6.3. Non-Essential Nutrients

Dietary fiber, one of the non-essential nutrients, has been used as reprogramming strategies to prevent developmental programming of hypertension [124], hepatic steatosis, and insulin resistance [150]. Maternal supplementation with inulin protected adult rat offspring born to dams fed with high-fructose diet against the developmental programming of hypertension [124]. Another report demonstrated that maternal oligofructose supplementation attenuated hepatic steatosis and insulin resistance in adult rat offspring in a high-fat/-sucrose diet model [150]. Inulin and oligofructose are the most studied forms of prebiotic foods for beneficial gut microorganisms. As gut microbiota can influence development of sensitization and allergy, the World Allergy Organization (WAO) experts issued their guidelines on the use of prebiotics for all formula-fed infants in allergy prevention [160]. Nevertheless, whether prebiotics can be used in pregnant women for prevention of allergy in their offspring required further preclinical and clinical evidence.

Additionally, combined supplementations with high-fiber diet and acetate prevented hypertension in deoxycorticosterone acetate (DOCA)–salt hypertensive mice [161]. Acetate is the most abundant short-chain fatty acids, the major metabolites of gut microbiota. Considering that the gut microbiota dysbiosis is a key mechanism underlying nutritional programming, maternal supplementation with prebiotics or other microbiota-targeting nutritional interventions (e.g., probiotics and postbiotics) might be used as reprogramming strategies in different adult diseases of developmental origins.

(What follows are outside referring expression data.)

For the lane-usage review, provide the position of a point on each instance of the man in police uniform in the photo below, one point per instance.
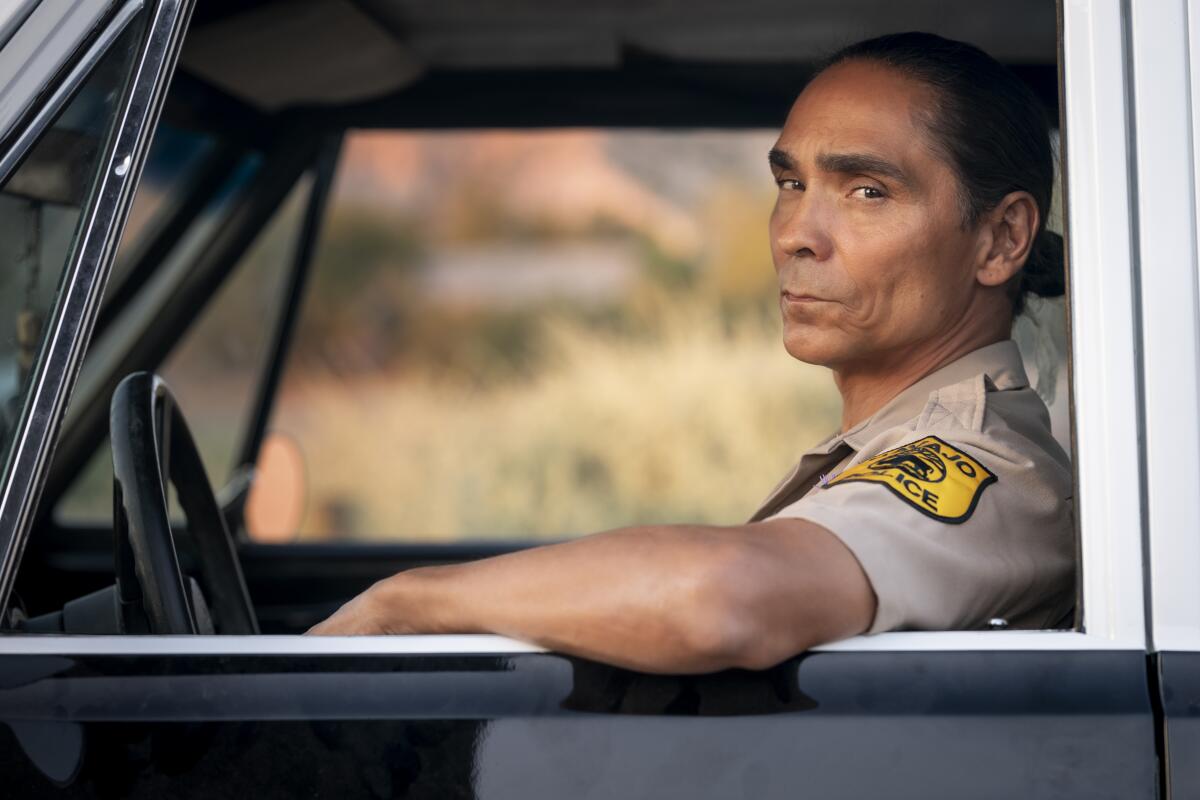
(913, 180)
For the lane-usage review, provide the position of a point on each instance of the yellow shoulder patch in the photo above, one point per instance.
(933, 476)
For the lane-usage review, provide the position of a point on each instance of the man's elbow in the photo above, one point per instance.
(754, 609)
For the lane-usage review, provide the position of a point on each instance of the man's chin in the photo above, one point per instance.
(814, 349)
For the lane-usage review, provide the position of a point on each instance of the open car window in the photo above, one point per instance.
(532, 335)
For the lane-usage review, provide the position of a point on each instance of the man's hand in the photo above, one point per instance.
(363, 615)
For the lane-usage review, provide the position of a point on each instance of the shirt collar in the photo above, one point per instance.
(1001, 362)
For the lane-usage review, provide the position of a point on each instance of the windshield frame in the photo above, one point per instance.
(75, 310)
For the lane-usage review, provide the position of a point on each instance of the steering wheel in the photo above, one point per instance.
(151, 444)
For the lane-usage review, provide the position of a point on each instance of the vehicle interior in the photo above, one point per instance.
(268, 102)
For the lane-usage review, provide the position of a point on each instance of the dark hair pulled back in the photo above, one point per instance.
(993, 131)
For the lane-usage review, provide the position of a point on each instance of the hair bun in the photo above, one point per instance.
(1044, 274)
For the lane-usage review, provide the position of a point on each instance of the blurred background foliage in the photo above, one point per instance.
(544, 334)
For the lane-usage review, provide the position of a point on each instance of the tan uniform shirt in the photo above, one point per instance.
(954, 498)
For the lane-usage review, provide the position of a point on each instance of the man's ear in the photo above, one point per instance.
(1012, 226)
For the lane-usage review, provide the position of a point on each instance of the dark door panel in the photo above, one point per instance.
(1179, 681)
(828, 725)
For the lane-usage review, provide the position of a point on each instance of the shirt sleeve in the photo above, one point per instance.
(953, 529)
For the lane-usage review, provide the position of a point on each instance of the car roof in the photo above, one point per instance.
(403, 61)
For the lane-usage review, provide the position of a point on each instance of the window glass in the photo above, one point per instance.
(175, 158)
(531, 335)
(41, 209)
(214, 371)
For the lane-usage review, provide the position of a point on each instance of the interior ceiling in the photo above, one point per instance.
(275, 54)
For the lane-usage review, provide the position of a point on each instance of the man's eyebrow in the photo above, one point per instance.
(780, 160)
(858, 162)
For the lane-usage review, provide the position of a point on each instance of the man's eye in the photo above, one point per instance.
(870, 192)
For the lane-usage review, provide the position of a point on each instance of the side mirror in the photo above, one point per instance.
(279, 492)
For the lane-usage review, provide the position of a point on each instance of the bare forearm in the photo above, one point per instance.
(664, 599)
(637, 596)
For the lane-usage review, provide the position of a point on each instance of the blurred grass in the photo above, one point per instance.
(694, 422)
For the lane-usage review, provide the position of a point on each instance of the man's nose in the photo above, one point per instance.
(802, 229)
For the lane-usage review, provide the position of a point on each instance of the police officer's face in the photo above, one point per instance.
(867, 233)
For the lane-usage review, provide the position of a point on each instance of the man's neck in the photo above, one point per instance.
(869, 385)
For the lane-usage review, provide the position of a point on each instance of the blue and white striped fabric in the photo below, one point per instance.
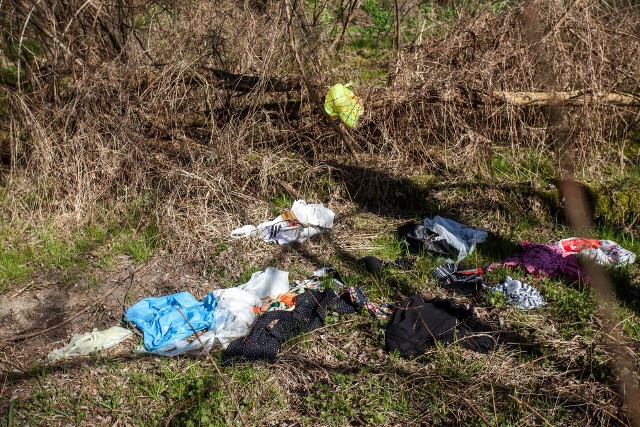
(522, 295)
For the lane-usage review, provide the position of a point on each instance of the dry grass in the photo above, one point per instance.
(123, 106)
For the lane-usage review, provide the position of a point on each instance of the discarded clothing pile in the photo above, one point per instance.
(544, 261)
(274, 328)
(604, 252)
(562, 259)
(442, 236)
(418, 324)
(90, 342)
(450, 276)
(522, 295)
(295, 225)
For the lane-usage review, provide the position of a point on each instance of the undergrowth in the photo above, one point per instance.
(136, 127)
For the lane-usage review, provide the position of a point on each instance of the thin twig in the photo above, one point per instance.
(215, 365)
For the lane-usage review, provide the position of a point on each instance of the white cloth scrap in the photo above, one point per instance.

It is noteworthy that reprogramming strategies can be created based on the above-mentioned mechanisms leading to a variety of adult diseases. For example, maternal inulin supplementation prevented adult rat offspring against high-fructose diet-induced programmed hypertension associated with nutrient-sensing signals [124]. The beneficial effects of vitamin C and E, selenium, and folic acid [33], citrulline [140,142], conjugated linoleic acid [145], and folic acid [148] on developmental programming of hypertension are relevant to the reduction of oxidative stress. Moreover, low nephron number was restored by citrulline supplementation in the maternal caloric restriction model [35], streptozotocin-induced diabetes model [140], and prenatal dexamethasone exposure model [141]. Thus, nutritional interventions in pregnancy may reprogram common mechanisms of both nutritional and non-nutritional in utero insults to prevent offspring against adult diseases of developmental origins. This effect requires more efforts to bridge gaps between basic animal research and clinical practice.

7. Conclusions

Almost all NCDs can originate in early-life. It stressed the importance of taking a DOHaD approach to prevent and control global burden of NCDs. All nutrients in pregnancy play a pivotal role in fetal growth and development. Without a doubt, maternal malnutrition is definitely bad for offspring health as it induces nutritional programming, leading to the developmental programming of numerous NCDs. Conversely, nutritional programming can also be advantageous. Through animal models, several nutritional interventions have been proven effective as a reprogramming strategy to prevent the development of various NCDs. Although there is a great opportunity that reprogramming strategy is good for offspring health, there is also an ugly side to it.

Given that the complexities of nutritional programming in pregnancy lead to both beneficial and deleterious effects in mother and offspring health, there remains a long road ahead to determine the “right” nutritional intervention for the “right” person (mother or offspring) at the “right” time, to prevent the DOHaD-related diseases. It is clear that better understanding of the type of nutrient, dose of supplement, and therapeutic duration for nutritional interventions are needed before patients could benefit from this reprogramming strategy. We expect that studies utilizing animal models of nutritional programming will provide the much-needed scientific basis for the development of ideal reprogramming strategies for clinical practice that will improve pregnancy and offspring outcomes in humans.